As mentioned in Prepping 101 - Protecting Perishable Food Items you should already have a few gallons of water, frozen in milk jugs that have been cleaned and sanitized. While milk jugs are not very reliable containers for water storage due to their biodegradability, they can be rather long lasting when used as frozen water containers. These should not be included for short term use other than to protect perishable items during a power outage.

Probably the easiest type of container for most people to obtain and use for short term water supply storage are 2 or 3 liter soda bottles. Properly cleaned and sanitized they make excellent containers for short term water needs. They will need to be stored in an area not subject to sunlight which could lead to a failure of the container. Simply fill them from the tap and they are ready to go. I keep several in a door section of my own refrigerator for just such a purpose. This type of storage should be your primary source for drinking water.

The second item I use is the Rubbermaid two gallon water coolers (they are available in larger sizes but can be difficult to carry without help) that many workers (carpenters, construction workers, electricians, etc.) have on their job sites. Remember, water weighs approximately 8.6 pounds per gallon and a five gallon water cooler when full will weigh over 40 pounds and take additional space for storage. I have a two gallon cooler for each of my vehicles and use these as a source for cooking purposes. They offer an easy method of transporting water should a temporary evacuation become necessary, are fairly inexpensive and can be obtained at most of the big box stores.
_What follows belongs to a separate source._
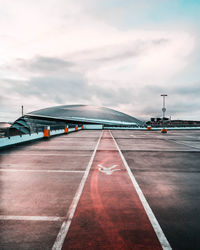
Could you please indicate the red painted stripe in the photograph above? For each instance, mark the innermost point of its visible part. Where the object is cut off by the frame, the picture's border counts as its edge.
(110, 214)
The third item I use are the Reliance 6 gallon water storage containers. I have several of these and each container will supply enough water for one person for two days. I keep these mainly to meet sanitation needs and also as an additional supply for drinking and cooking purposes. This is water storage for needs in excess of 3 to 5 days and will cover short term water needs for an extended period.

The fourth item I use is a 30 gallon plastic barrel (food grade) and is maintained strictly for sanitation purposes for emergencies of longer duration. This I keep stored in my garage. I do not intend to use this for drinking and cooking purposes except in an absolute emergency.

Start small and work your way up until you have a sufficient short term water supply to cover your needs in a minor emergency. Take the first step and the next one will be easier as you continue in your preparations.
Staying above the water line!


Sam said...

Excellent. I like your more practical 3 gallons per person at home.

If "bugging in", there is also the water in the water heater, though it needs to be filtered for sediment (probably through a clean T-shirt is enough).

riverwalker said...

To: sam
I can't see where a gallon a day will be sufficient. It will take a little more work to have enogh on hand but it's better to have too much than to run out at a critical time.

The amount in the water heater I personally leave out of my regular storage to give me a safety factor for additional family members or friends that may be at my location.

I hate to go against government recommendations of 1 gallon per person per day but I can't see where people who use an average of 70 to 80 gallons every day will all of a sudden will be able to get by on ONE? No way! Thanks sam.